Tumor Grading System

• Grade I (low-grade) — The tumor is slow-growing, has cells that look a lot like normal cells, and has rarely spread into nearby tissues. It may be possible to remove the entire tumor by surgery.
• Grade II — The tumor is slow-growing, but may have spread to nearby tissue and could recur (come back). Some tumors may become a higher-grade tumor.
• Grade III — The tumor is growing quickly, has likely spread to nearby tissue, and the tumor cells look very different from normal cells.
• Grade IV (high-grade) — The tumor is growing and spreading very quickly and the cells do not look like normal cells. There may be areas of dead cells in the tumor. Grade IV brain tumors are harder to cure than lower-grade tumors.
 
Astrocytic Tumors
An astrocytic tumor begins in star-shaped brain cells called astrocytes, which keep nerve cells healthy. An astrocyte is a type of glial cell and is sometimes called a glioma. Astrocytic tumors include the following:

Brain stem glioma: A brain stem glioma forms in the brain stem, which is the part of the brain connected to the spinal cord. It is often a high-grade tumor, which spreads widely through the brain stem and is hard to cure. A brain stem glioma rarely occurs in adults.
Pineal astrocytic tumor: A pineal astrocytic tumor forms in tissue around the pineal gland and may be any grade. The pineal gland is a tiny organ in the brain that makes melatonin, a hormone that helps control the sleeping and waking cycle.
Pilocytic astrocytoma (grade I): A pilocytic astrocytoma grows slowly in the brain or spinal cord. It may be in the form of a cyst and rarely spreads into nearby tissues. This type of tumor is most common in children and young adults and in people with neurofibromatosis type 1 (NF1).

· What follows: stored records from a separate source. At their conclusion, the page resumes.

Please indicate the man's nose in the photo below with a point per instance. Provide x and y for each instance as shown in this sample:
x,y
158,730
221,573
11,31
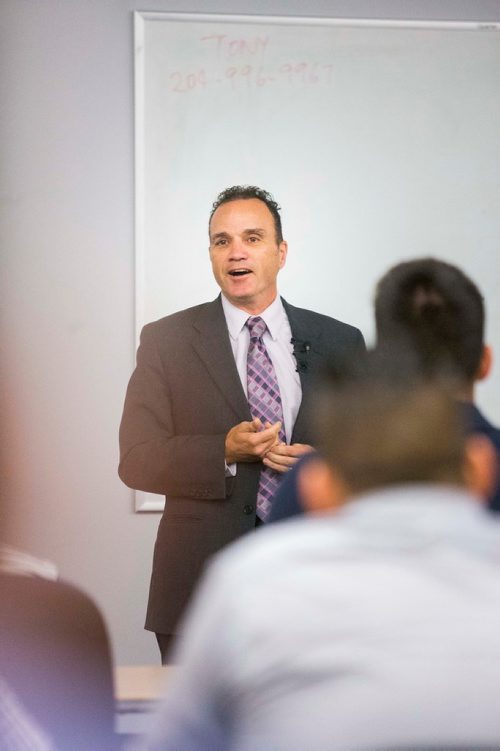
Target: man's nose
x,y
238,250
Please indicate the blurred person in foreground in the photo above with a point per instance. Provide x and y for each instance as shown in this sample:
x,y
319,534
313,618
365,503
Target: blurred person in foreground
x,y
373,623
56,679
436,310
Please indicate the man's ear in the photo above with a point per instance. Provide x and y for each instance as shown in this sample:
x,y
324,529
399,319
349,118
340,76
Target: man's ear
x,y
481,466
320,487
485,364
282,250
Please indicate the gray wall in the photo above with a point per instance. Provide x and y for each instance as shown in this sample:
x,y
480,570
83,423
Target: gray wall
x,y
67,284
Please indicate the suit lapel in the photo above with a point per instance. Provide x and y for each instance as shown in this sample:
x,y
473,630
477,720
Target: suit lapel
x,y
305,335
212,344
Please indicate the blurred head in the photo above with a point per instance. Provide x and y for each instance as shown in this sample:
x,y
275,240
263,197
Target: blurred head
x,y
434,308
382,424
245,253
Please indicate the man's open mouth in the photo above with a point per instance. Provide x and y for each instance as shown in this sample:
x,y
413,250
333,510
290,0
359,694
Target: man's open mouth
x,y
240,272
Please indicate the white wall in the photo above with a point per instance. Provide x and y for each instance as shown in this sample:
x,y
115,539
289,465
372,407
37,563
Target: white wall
x,y
67,323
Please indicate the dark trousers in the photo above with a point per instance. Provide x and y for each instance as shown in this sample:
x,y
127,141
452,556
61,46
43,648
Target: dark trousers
x,y
166,641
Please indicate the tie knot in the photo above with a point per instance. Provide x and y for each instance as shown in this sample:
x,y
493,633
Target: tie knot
x,y
256,326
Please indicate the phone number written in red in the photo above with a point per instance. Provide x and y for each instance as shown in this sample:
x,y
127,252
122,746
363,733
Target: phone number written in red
x,y
294,74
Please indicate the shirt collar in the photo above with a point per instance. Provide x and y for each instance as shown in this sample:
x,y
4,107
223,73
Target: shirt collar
x,y
273,315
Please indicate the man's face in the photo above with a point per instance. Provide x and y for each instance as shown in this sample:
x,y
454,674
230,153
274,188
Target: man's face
x,y
245,255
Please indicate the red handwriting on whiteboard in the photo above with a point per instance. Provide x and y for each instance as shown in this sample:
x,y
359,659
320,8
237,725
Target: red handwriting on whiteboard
x,y
293,73
228,47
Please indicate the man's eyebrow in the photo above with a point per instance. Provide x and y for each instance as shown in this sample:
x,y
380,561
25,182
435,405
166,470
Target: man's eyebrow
x,y
256,231
218,235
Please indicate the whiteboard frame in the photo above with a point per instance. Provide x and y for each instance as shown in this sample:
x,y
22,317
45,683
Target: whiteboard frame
x,y
147,502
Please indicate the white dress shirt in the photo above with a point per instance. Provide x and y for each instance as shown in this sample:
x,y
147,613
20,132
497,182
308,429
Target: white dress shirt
x,y
277,339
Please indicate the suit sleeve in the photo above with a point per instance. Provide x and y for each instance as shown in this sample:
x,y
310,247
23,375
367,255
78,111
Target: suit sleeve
x,y
153,457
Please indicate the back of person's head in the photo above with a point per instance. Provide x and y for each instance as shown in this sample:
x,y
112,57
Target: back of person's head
x,y
434,308
380,423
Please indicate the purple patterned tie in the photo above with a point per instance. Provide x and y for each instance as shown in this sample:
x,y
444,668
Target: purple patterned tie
x,y
264,401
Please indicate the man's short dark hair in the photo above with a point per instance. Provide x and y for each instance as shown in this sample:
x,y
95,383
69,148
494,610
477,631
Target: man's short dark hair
x,y
381,423
436,309
245,192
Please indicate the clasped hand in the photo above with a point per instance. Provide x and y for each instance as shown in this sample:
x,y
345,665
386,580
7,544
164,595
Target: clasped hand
x,y
254,441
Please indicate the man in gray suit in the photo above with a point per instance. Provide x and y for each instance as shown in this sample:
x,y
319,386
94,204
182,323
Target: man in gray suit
x,y
191,428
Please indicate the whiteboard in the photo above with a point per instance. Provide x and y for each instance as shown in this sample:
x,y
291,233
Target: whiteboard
x,y
380,140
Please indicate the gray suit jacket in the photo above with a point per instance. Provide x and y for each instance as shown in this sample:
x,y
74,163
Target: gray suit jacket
x,y
183,397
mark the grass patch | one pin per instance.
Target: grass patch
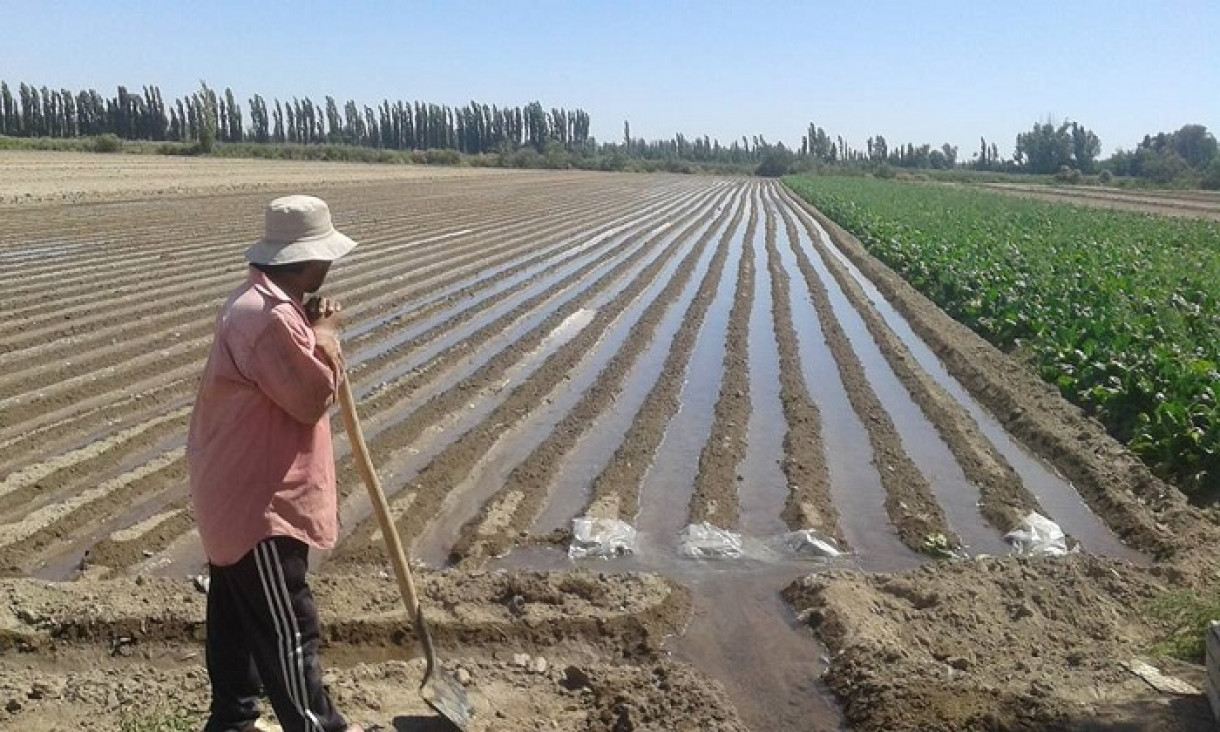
(1186, 616)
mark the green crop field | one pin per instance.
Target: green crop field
(1120, 310)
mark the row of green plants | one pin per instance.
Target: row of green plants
(1119, 310)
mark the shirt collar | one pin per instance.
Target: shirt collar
(262, 283)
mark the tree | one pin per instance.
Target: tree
(1194, 144)
(776, 161)
(205, 101)
(1085, 147)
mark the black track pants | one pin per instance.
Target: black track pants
(262, 631)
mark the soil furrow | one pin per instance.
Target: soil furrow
(195, 349)
(431, 486)
(915, 514)
(715, 498)
(1003, 498)
(508, 514)
(616, 489)
(809, 503)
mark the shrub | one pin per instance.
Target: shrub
(1210, 179)
(438, 156)
(106, 143)
(1068, 175)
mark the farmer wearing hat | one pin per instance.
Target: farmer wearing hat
(262, 472)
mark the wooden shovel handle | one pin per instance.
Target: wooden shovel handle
(365, 464)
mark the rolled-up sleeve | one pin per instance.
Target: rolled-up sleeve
(287, 370)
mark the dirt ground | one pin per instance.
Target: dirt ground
(90, 410)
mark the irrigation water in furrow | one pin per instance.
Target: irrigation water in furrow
(659, 350)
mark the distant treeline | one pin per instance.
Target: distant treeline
(532, 136)
(206, 116)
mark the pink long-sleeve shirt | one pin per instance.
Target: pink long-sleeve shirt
(259, 448)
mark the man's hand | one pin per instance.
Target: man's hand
(326, 321)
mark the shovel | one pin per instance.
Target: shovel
(438, 688)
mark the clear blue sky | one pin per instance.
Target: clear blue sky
(920, 71)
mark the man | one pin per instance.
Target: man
(262, 473)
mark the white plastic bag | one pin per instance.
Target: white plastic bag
(1037, 536)
(600, 537)
(809, 542)
(704, 541)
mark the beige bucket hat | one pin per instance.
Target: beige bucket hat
(298, 228)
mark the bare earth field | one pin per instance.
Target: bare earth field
(528, 348)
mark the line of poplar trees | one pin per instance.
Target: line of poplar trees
(392, 125)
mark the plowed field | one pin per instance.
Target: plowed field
(530, 348)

A pilocytic astrocytoma rarely causes death.
Diffuse astrocytoma (grade II): A diffuse astrocytoma grows slowly, but often spreads into nearby tissues. Sometimes a diffuse astrocytoma progresses to a higher grade and becomes an anaplastic astrocytoma or a glioblastoma. A diffuse astrocytoma can form in any part of the brain but most often forms in the cerebrum. It is most common in young adults and in people with Li-Fraumeni syndrome. It is also called a low-grade diffuse astrocytoma.
Anaplastic astrocytoma (grade III): Also called a malignant astrocytoma or high-grade astrocytoma, an anaplastic astrocytoma grows quickly and spreads into nearby tissues. It may progress to a higher grade and become a glioblastoma. Anaplastic astrocytoma form most often in the cerebrum and are most common in adults.
Glioblastoma (grade IV): A glioblastoma grows and spreads very quickly. A glioblastoma forms most often in the cerebrum. This type of tumor is most common in adults. This type of tumor has a poor prognosis. It is also called glioblastoma multiforme.
 
Oligodendroglial Tumors
An oligodendroglial tumor begins in brain cells called oligodendrocytes, which keep nerve cells healthy. Oligodendrocytes are a type of glial cell and are sometimes called a glioma. Grades of oligodendroglial tumors include the following:

Oligodendroglioma (grade II): An oligodendroglioma grows and spreads slowly and the tumor cells look very much like normal cells. This type of tumor most often forms in the cerebrum. An oligodendroglioma is most common in adults.
Anaplastic oligodendroglioma (grade III): An anaplastic oligodendroglioma grows quickly and the tumor cells look very different from normal cells. It may grow in one place or in many places throughout the brain. This type of cancer most often forms in the cerebrum.
 
Mixed Gliomas
A mixed glioma is a brain tumor that has two types of tumor cells in it — oligodendrocytes and astrocytes. This type of tumor most often forms in the cerebrum.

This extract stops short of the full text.